Birtley-based Northern Hope Gymnastics Centre is fundraising to replace damaged equipment after flooding, and to install a new competition-standard sprung floor to help its gymnasts to reach their full potential

We caught up with Lynn Hope, director and head coach at the centre, to find out more.

Northern Hope Gymnastics began as an after-school gym club at Fatfield Primary School in Washington in 1986 and from there it grew into a community club running on evenings and weekends from the school hall. However, director of the club Lynn Hope always wanted her own premises as the constant setting up and putting away of equipment within a school hall was tiring and time-consuming. When she came across a possible premises on her way to a class, she contacted the owners and arranged a visit.

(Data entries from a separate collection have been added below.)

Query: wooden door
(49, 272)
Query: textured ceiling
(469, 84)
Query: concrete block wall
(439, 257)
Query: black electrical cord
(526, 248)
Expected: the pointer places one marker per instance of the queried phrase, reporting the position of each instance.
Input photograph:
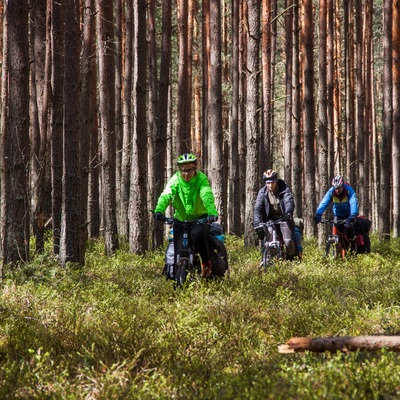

‘With the help of Gateshead Council, we were lucky enough to get “change of use” permission, as well as a £25,000 grant from Sport England to upgrade the building to the standard we required,’ explains Lynn. ‘We moved into the premises in 2012, after “Thunder Thursday” forced us out of the school hall, and a handful of loyal parents helped us clean, paint and prepare the building while the children trained! Our official opening display was in July 2013, when we revealed our change of name to Northern Hope Gymnastics. We felt that the change of facility required a new start with a brand-new name!’

Since then Northern Hope has become a popular community hub offering a range of classes for all ages and abilities. ‘Our classes start with pre-school (walking to reception age) where the children learn grass root skills alongside a fabulous British Gymnastics Awards Scheme,’ Lynn tells us. ‘Our “heroes” are our general classes and the next step up from pre-school. Gymnasts in these classes learn skills on all the regular gymnastics equipment whilst having lots of fun and working through the BG Rise award scheme. They also have the opportunity to compete in in-house competitions and displays which gives them a taste of competitive gymnastics.

‘As well as these classes we have a drop in My Club session and Stay and Play sessions for those not wishing to commit to a weekly class. These are more flexible and less structured where the gymnasts can learn at their own pace or just have a little fun with their friends. We have also recently re-started our Adult Gymnastics classes, which is a great way to keep fit and have lots of fun!’

Rising costs and ongoing issues with flooding in the gym mean that they are now trying to raise money to replace essential equipment which was damaged in the last bout of floods. Altogether, Northern Hope need to raise a grand total of £30,000 to upgrade their facilities and continue supporting young people living in and around Washington. The addition of a raised competition-standard sprung floor would allow the gym to continue training all of its gymnasts even when flooding takes place.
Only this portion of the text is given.